Background & aims: Pancreatic cancer is a highly lethal disease that has seen little headway in diagnosis and treatment for the past few decades. The effective treatment of pancreatic cancer is critically relying on the diagnosis of the disease at an early stage, which still remains challenging. New experimental approaches, such as quantitative proteomics, have shown great potential for the study of cancer and have opened new opportunities to investigate crucial events underlying pancreatic tumorigenesis and to exploit this knowledge for early detection and better intervention.
Methods: To systematically study protein expression in pancreatic cancer, we used isotope-coded affinity tag technology and tandem mass spectrometry to perform quantitative proteomic profiling of pancreatic cancer tissues and normal pancreas.
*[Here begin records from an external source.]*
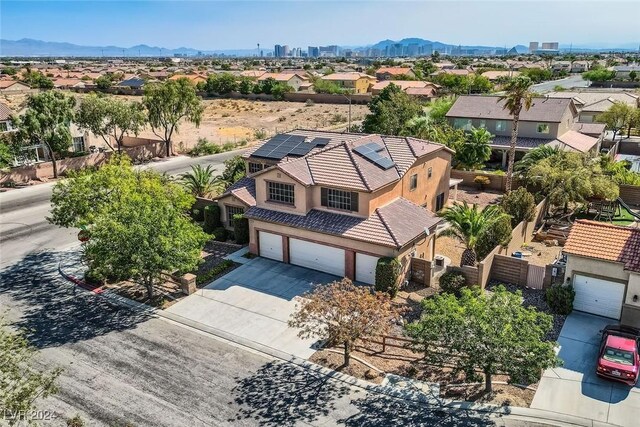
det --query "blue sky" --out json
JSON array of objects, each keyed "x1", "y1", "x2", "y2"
[{"x1": 0, "y1": 0, "x2": 640, "y2": 50}]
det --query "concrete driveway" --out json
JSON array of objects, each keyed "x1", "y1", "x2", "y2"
[
  {"x1": 531, "y1": 312, "x2": 640, "y2": 426},
  {"x1": 166, "y1": 258, "x2": 337, "y2": 359}
]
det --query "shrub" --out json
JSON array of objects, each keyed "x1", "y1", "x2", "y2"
[
  {"x1": 501, "y1": 187, "x2": 536, "y2": 227},
  {"x1": 544, "y1": 285, "x2": 576, "y2": 314},
  {"x1": 375, "y1": 257, "x2": 401, "y2": 298},
  {"x1": 473, "y1": 175, "x2": 491, "y2": 190},
  {"x1": 204, "y1": 205, "x2": 222, "y2": 234},
  {"x1": 196, "y1": 259, "x2": 233, "y2": 285},
  {"x1": 440, "y1": 271, "x2": 467, "y2": 296},
  {"x1": 213, "y1": 227, "x2": 227, "y2": 242},
  {"x1": 233, "y1": 214, "x2": 249, "y2": 245},
  {"x1": 191, "y1": 209, "x2": 204, "y2": 222}
]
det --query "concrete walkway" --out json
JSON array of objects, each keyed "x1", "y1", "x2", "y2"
[
  {"x1": 165, "y1": 258, "x2": 336, "y2": 359},
  {"x1": 531, "y1": 312, "x2": 640, "y2": 426}
]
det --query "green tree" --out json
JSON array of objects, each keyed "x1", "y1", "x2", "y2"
[
  {"x1": 362, "y1": 84, "x2": 422, "y2": 135},
  {"x1": 289, "y1": 278, "x2": 400, "y2": 366},
  {"x1": 75, "y1": 94, "x2": 146, "y2": 151},
  {"x1": 498, "y1": 76, "x2": 533, "y2": 193},
  {"x1": 13, "y1": 91, "x2": 76, "y2": 178},
  {"x1": 526, "y1": 151, "x2": 619, "y2": 212},
  {"x1": 48, "y1": 155, "x2": 209, "y2": 299},
  {"x1": 215, "y1": 156, "x2": 247, "y2": 191},
  {"x1": 142, "y1": 78, "x2": 204, "y2": 156},
  {"x1": 500, "y1": 187, "x2": 536, "y2": 227},
  {"x1": 406, "y1": 286, "x2": 560, "y2": 393},
  {"x1": 514, "y1": 145, "x2": 560, "y2": 175},
  {"x1": 438, "y1": 202, "x2": 510, "y2": 266},
  {"x1": 181, "y1": 165, "x2": 218, "y2": 197},
  {"x1": 455, "y1": 128, "x2": 493, "y2": 170},
  {"x1": 0, "y1": 318, "x2": 62, "y2": 425}
]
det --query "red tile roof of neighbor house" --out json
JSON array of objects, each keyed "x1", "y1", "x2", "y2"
[
  {"x1": 447, "y1": 95, "x2": 573, "y2": 123},
  {"x1": 563, "y1": 220, "x2": 640, "y2": 272},
  {"x1": 245, "y1": 198, "x2": 441, "y2": 248}
]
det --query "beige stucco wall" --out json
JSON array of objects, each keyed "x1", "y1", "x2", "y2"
[{"x1": 565, "y1": 254, "x2": 629, "y2": 283}]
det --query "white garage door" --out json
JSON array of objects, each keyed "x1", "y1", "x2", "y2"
[
  {"x1": 258, "y1": 231, "x2": 282, "y2": 261},
  {"x1": 356, "y1": 253, "x2": 378, "y2": 285},
  {"x1": 573, "y1": 274, "x2": 625, "y2": 319},
  {"x1": 289, "y1": 239, "x2": 344, "y2": 277}
]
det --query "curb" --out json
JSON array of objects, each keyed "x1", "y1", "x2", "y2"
[{"x1": 58, "y1": 266, "x2": 614, "y2": 427}]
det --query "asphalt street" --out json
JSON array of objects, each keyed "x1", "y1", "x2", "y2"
[{"x1": 0, "y1": 151, "x2": 243, "y2": 267}]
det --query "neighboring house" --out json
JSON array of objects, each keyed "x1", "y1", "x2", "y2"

Results: A total of 656 proteins were identified and quantified in 2 pancreatic cancer samples, of which 151 were differentially expressed in cancer by at least 2-fold. This study revealed numerous proteins that are newly discovered to be associated with pancreatic cancer, providing candidates for future early diagnosis biomarkers and targets for therapy. Several differentially expressed proteins were further validated by tissue microarray immunohistochemistry. Many of the differentially expressed proteins identified are involved in protein-driven interactions between the ductal epithelium and the extracellular matrix that orchestrate tumor growth, migration, angiogenesis, invasion, metastasis, and immunologic escape.
Conclusions: Our study is the first application of isotope-coded affinity tag technology for proteomic analysis of human cancer tissue and has shown the value of this technology in identifying differentially expressed proteins in cancer.